Degree of Extraversion in Early Adulthood Predicts Later Well-Being
Contextual Note: Contrary to a popular misconception, people are not either "introverts" or "extraverts." Rather, individuals have varying degrees of extraversion (sometimes written "extroversion.") For more about how researchers measure traits like these, see: "Hello, Emotional Style!" and "People: Who Needs Them?"
July 17, 2013—Research from the University of Southampton has shown that young adults who are more outgoing or more emotionally stable are happier in later life than their more introverted or less emotionally stable peers.
In a study published in the Journal of Research in Personality, Dr. Catharine Gale from the Medical Research Council's Lifecourse Epidemiology Unit, University of Southampton and a team from the University of Edinburgh and University College London, examined the effects of neuroticism and extraversion at ages 16 and 26 years on mental wellbeing and life satisfaction at age 60 to 64.
In exploring the mediating roles of psychological and physical health, the researchers found that personality dispositions by the time of early adulthood have an enduring influence on well-being decades later.
As Gale, Reader in Epidemiology, notes, "Few studies have examined the long-term influence of personality traits in youth on happiness and life satisfaction later in life. We found that extroversion in youth had direct, positive effects on wellbeing and life satisfaction in later life. Neuroticism, in contrast, had a negative impact, largely because it tends to make people more susceptible to feelings of anxiety and depression and to physical health problems."
The study examined data on 4,583 people who are members of the National Survey for Health and Development, conducted by the Medical Research Council. All were born in 1946; they completed a short personality inventory at age 16, and again at age 26.
Extroversion was assessed by questions about their sociability, energy, and activity orientation. Neuroticism was assessed by questions about their emotional stability, mood, and distractibility.

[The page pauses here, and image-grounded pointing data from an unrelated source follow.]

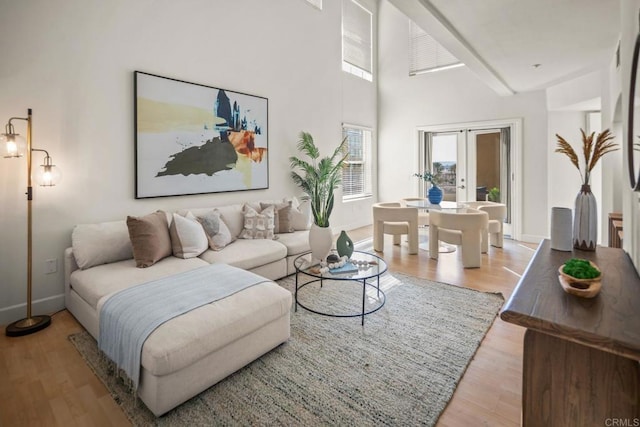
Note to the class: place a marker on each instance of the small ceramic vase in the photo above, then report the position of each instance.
(344, 245)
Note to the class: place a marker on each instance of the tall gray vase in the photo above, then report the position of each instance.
(585, 220)
(561, 229)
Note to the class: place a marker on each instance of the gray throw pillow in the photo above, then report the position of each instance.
(217, 231)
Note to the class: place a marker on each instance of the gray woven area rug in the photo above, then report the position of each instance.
(400, 368)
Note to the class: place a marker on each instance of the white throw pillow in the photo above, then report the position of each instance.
(258, 225)
(188, 238)
(217, 231)
(102, 243)
(300, 214)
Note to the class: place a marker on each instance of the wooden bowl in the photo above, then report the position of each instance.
(586, 288)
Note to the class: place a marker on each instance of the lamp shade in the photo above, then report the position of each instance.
(13, 145)
(47, 175)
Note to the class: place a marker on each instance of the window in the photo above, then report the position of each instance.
(357, 35)
(426, 54)
(356, 175)
(316, 3)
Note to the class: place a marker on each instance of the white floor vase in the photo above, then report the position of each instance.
(320, 241)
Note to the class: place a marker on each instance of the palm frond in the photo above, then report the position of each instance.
(308, 146)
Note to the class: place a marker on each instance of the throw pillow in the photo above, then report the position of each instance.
(188, 239)
(218, 233)
(283, 215)
(258, 225)
(300, 214)
(102, 243)
(149, 238)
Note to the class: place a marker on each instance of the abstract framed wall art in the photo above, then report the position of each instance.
(196, 139)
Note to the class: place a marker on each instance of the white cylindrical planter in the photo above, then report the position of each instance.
(320, 241)
(561, 229)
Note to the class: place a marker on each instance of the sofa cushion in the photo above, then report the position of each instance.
(188, 239)
(296, 242)
(102, 243)
(97, 282)
(247, 254)
(181, 342)
(150, 238)
(217, 231)
(258, 224)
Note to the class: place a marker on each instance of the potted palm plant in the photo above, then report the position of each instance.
(318, 178)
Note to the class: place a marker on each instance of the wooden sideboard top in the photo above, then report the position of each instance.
(610, 321)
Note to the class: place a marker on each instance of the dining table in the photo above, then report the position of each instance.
(445, 206)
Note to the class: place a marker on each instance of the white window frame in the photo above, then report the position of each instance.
(366, 161)
(357, 42)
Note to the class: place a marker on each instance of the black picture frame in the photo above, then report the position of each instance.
(192, 138)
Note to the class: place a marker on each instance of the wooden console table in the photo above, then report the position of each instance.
(581, 356)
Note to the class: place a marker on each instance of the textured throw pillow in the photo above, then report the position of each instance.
(300, 214)
(283, 215)
(258, 225)
(218, 233)
(149, 238)
(188, 239)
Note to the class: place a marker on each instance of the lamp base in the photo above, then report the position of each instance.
(28, 326)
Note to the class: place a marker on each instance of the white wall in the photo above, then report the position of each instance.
(72, 61)
(630, 199)
(452, 96)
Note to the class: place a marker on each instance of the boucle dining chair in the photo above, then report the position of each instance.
(392, 218)
(423, 214)
(464, 228)
(495, 230)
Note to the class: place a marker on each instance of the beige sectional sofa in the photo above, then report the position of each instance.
(191, 352)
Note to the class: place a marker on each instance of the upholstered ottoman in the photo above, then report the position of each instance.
(190, 353)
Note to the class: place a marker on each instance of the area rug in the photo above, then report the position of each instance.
(400, 368)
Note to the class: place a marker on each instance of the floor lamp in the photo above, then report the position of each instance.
(14, 146)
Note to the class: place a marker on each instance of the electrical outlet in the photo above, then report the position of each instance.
(51, 266)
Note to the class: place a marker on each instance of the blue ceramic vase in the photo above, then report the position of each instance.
(344, 245)
(435, 195)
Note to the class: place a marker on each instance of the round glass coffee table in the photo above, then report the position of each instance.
(366, 272)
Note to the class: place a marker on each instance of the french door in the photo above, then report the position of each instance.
(471, 164)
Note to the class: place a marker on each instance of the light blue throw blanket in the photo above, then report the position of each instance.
(131, 315)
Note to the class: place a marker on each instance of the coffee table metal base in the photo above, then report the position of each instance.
(382, 298)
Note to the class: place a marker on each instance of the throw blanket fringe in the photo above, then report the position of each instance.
(128, 317)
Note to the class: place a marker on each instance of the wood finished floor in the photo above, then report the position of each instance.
(45, 382)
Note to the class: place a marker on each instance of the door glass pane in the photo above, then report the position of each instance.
(444, 154)
(488, 167)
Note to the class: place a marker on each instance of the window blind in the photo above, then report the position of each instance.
(356, 35)
(356, 175)
(316, 3)
(425, 53)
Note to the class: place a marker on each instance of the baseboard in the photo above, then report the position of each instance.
(530, 238)
(47, 305)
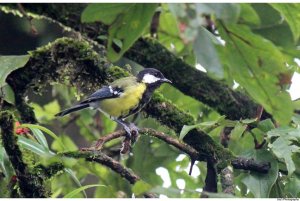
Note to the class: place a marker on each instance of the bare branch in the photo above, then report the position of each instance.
(107, 161)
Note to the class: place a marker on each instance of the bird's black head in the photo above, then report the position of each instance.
(152, 77)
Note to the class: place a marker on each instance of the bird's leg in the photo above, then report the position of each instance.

Decades later, when the participants were 60 to 64-years-old, 2,529 of them answered a series of questions measuring well-being and their level of satisfaction with life. They also reported on their mental and physical health. Their answers point to a distinct pattern.
Specifically, greater extroversion, as assessed in young adulthood, was directly associated with higher scores for well-being and for satisfaction with life. Neuroticism, in contrast, predicted poorer levels of wellbeing, but it did so indirectly. People higher in neuroticism as young adults were more susceptible to psychological distress later in life and to a lesser extent, poorer physical health.
"Understanding what determines how happy people feel in later life is of particular interest," says Gale, "because there is good evidence that happier people tend to live longer. In this study we found that levels of neuroticism and extraversion measured over 40 years earlier were strongly predictive of well-being and life satisfaction in older men and women. Personality in youth appears to have an enduring influence on happiness decades later."
"Neuroticism and Extraversion in Youth Predict Mental Wellbeing and Life Satisfaction 40 Years Later" by Catharine R. Gale, Tom Booth, René Mõttus, Diana Kuh, and Ian J. Deary. Journal of Research in Personality. Published online June 26, 2013.